Tumour – There is plenty to choose from this month, starting with a focused review on the aspects of the 2016 WHO classification of brain tumours relevant to radiologists in Radiographics. This is complemented by a more detailed review in Neurographics on the molecular subgroups of medulloblastoma described in the 2016 classification, covering specific imaging characteristics.
Also in Neurographics, Shin et al. provide an excellent overview of CNS lymphoma and its manifold presentations in immunocompetent and immunocompromised patients, with reference to advanced imaging techniques.
Finally, the humble vestibular schwannoma gets a whole review to itself in AJNR, covering diagnosis and imaging pathway but focusing on treatment options and follow-up, and is neatly accompanied by an article in JNS by Wu et al. specifically addressing post-Gamma Knife imaging appearances and predictors of treatment outcome.
Degenerative – The advent of susceptibility weighted imaging has led to an increase in the diagnosis of superficial siderosis, and an interesting study by Pichler et al. in Stroke investigated the prevalence in an elderly population.
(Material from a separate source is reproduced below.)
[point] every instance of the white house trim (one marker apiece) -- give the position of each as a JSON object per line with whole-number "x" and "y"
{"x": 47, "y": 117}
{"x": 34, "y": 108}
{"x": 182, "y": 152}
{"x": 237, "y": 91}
They found the incidence increased with age (0.21% at 50-69, 1.49% >69) and correlated with higher Apolipoprotein E e2 genotype and a higher likelihood of a positive amyloid PET, implicating cerebral amyloid angiopathy as the most common mechanism, and they therefore suggest follow-up imaging to assess risk of further haemorrhage.
The many different causes of dementia are covered in a comprehensive review by Desai et al. in Neurographics – the detailed table covering the imaging and clinical features of the different aetiologies is a particularly handy quick reference guide.
Paediatrics – Adams et al. present an in-depth review of congenital brain stem abnormalities, and manage to make a complex topic admirably clear and practical, using the embryological and molecular underpinnings of the brain stem to classify the imaging phenotypes.
In Pediatric Radiology, Linscott et al. examine venous disease in children, covering the pathophysiology and the imaging features of acute and chronic venous injury.
Miscellaneous – An MDT can be a great opportunity to learn and share knowledge with fellow clinicians, or can be an opportunity for humiliation for an unsuspecting trainee. A survey by the JRF published in the BJR looks at the trainee experience of MDTs and subsequently provides a guide to approaching MDTs based on their findings. This can often be insufficiently covered in training and the article provides a good opportunity to think about training needs in this context, and is well worth a read.
That’s all for now, see you next month!